There is no approved treatment for post-operative ileus (decreased or stopped bowel motility), a condition that is the subject of the Phase III trials and which can be the "rate-limiting factor" in the release of surgery patients from the hospital, leading to much higher costs of care, Peacock said.
"Typically a patient would have their surgery early Monday morning," he said. On the second day, the tubes ought to be removed and the patient should be thinking about leaving the hospital.
"They can't go home, the surgeon won't let them go home, [because] they can't eat solid food, they can't have a bowel movement," Peacock said. "They may wind up staying there Wednesday, Thursday, sometimes even longer than that."
Also possibly very lucrative is the label for chronic constipation.
"The hypothesis is that [the condition's cause] is an overexpression of an endogenous opioid-like compound that's triggering their shutdown" of the bowel, Peacock said, which means Entereg might be just the ticket.
Wade noted that a recent article in the Journal of the American Medical Association estimated 11 percent of the population in North America suffers to some degree from constipation.
Entereg has been passed around a bit, much like, among others, Macugen (pegaptanib sodium), Eyetech Pharmaceuticals Inc.'s aptamer designed to selectively bind to and neutralize vascular endothelial growth factor, which garnered a deal with $100 million up front from Pfizer Inc. The Adolor drug was in-licensed from Roberts Pharmaceutical Corp., which had in-licensed it from Eli Lilly and Co.
Adolor is not alone in pursuing the post-operative ileus indication, and its would-be competition is far along, as well. Most advanced is the subcutaneous formulation of Progenics Pharmaceuticals Inc.'s opioid antagonist methylnaltrexone, which is in Phase III trials.
"We think there's a role for this [injectable] drug, but more likely in the homecare setting" because of its fast onset, Wade said. "You don't want to be in between the patient and the toilet."

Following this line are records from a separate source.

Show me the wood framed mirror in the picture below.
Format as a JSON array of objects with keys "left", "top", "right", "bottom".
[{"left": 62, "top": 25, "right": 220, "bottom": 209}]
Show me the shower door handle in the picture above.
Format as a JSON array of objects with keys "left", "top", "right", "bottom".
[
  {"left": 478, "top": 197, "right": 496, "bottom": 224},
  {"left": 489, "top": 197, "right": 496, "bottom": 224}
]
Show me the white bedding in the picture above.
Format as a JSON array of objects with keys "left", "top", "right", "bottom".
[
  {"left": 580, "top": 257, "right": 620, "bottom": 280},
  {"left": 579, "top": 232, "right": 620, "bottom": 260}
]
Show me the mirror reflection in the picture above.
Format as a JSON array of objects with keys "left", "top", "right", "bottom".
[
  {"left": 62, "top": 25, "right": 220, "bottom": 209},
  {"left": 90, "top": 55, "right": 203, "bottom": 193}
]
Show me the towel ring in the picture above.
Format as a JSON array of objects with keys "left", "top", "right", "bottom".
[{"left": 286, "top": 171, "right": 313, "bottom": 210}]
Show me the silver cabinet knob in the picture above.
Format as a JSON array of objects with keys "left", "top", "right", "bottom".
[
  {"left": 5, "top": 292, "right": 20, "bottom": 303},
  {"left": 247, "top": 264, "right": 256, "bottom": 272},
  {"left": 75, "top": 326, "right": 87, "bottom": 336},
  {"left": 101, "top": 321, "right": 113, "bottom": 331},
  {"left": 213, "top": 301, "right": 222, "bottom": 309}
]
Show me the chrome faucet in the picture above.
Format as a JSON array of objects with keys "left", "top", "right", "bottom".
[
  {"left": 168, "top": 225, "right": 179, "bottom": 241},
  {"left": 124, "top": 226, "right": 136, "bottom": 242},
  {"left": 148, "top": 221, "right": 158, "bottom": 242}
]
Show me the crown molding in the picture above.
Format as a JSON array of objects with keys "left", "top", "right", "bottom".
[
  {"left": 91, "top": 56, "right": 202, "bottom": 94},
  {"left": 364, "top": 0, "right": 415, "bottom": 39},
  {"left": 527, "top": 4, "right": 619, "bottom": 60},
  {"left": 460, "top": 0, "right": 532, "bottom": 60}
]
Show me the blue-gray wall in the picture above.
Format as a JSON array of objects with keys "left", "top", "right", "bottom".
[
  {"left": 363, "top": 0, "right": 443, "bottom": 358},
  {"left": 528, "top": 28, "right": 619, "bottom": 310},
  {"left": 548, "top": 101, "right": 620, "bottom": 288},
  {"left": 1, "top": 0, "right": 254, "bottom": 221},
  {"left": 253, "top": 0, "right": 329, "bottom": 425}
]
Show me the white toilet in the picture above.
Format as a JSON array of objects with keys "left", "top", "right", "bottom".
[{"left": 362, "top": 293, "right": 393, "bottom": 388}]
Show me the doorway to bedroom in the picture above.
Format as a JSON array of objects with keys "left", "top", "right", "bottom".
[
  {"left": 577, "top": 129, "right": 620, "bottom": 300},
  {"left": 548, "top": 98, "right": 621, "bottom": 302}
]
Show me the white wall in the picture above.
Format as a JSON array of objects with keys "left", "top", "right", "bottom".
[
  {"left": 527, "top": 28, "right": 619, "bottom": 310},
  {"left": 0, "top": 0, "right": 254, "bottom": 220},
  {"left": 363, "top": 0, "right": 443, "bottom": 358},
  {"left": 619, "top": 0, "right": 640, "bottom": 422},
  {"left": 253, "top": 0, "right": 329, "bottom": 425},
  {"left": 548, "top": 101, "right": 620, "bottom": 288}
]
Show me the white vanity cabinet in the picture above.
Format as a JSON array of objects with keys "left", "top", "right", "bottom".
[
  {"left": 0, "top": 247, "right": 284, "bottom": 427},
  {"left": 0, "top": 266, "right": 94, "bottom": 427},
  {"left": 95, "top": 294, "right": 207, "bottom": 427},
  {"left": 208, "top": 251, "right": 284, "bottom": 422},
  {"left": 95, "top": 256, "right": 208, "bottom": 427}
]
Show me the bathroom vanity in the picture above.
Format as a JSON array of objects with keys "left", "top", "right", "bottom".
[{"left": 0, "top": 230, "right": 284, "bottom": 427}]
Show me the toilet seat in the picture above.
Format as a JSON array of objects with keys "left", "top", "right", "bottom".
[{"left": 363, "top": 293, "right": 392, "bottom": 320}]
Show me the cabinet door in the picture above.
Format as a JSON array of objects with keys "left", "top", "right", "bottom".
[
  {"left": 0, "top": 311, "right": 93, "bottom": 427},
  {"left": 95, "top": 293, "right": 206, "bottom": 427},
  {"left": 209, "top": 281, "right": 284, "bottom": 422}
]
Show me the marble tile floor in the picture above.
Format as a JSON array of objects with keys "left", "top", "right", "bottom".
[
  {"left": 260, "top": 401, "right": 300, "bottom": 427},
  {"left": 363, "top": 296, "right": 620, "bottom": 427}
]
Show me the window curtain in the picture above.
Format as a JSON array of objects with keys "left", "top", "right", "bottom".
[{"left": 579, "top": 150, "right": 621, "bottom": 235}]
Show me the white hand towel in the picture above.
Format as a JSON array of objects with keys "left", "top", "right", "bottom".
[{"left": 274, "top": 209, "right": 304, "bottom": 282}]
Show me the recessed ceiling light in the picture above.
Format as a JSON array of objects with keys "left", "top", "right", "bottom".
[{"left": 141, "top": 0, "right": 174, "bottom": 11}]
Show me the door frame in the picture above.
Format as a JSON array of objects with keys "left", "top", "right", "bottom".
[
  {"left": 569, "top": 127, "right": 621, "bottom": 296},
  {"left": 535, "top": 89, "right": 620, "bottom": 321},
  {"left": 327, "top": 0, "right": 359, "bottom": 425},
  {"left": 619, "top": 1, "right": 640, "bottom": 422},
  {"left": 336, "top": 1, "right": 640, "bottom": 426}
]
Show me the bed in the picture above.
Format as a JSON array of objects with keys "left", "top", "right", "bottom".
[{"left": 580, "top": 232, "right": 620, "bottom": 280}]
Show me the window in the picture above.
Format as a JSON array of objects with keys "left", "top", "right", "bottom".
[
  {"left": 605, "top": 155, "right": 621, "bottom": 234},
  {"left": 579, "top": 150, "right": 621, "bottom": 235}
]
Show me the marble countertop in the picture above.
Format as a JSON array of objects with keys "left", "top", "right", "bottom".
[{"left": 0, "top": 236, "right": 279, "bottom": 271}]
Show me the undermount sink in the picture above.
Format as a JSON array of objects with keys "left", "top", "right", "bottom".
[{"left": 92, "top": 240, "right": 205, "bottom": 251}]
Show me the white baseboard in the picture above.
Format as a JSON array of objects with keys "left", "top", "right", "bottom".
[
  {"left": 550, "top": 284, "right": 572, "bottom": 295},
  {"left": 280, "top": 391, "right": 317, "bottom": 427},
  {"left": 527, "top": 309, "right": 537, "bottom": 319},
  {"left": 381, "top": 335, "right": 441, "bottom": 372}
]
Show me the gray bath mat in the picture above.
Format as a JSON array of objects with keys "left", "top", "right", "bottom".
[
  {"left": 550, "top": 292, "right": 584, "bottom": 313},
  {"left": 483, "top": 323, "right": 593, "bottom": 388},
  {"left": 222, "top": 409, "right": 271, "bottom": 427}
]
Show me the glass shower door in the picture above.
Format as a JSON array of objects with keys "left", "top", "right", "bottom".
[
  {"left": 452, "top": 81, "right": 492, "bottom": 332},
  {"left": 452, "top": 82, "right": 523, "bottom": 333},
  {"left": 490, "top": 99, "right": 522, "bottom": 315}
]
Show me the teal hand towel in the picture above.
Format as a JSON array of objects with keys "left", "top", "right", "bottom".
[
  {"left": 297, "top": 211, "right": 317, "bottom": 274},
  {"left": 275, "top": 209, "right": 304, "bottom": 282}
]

Adolor's oral drug, rather than quickly increasing gut motility, gradually alleviates the slowdown, he said. Progenics' early stage oral formulation could be "slightly more competitive, if it works," he added.
With 130 employees, Adolor also has a pain program that includes its sterile lidocaine patch for incision pain, which is in Phase II trials, but Entereg has been the focus of most investors, Peacock acknowledged.
Deservingly so, Wade said.
"We believe the data are very compelling for the broad use of the drug, considering there is no competitive therapy in the market," he said. What are the odds that Entereg will be for sale by year's end?
"We haven't made any projections, so I don't think it would be appropriate [to speculate]," he said, but the choice of Adolor/GSK to devote a full-fledged program to the drug rather than put all its chips on a single Phase III seems likely to pay off.
"Clearly, they made the right decision," Wade said.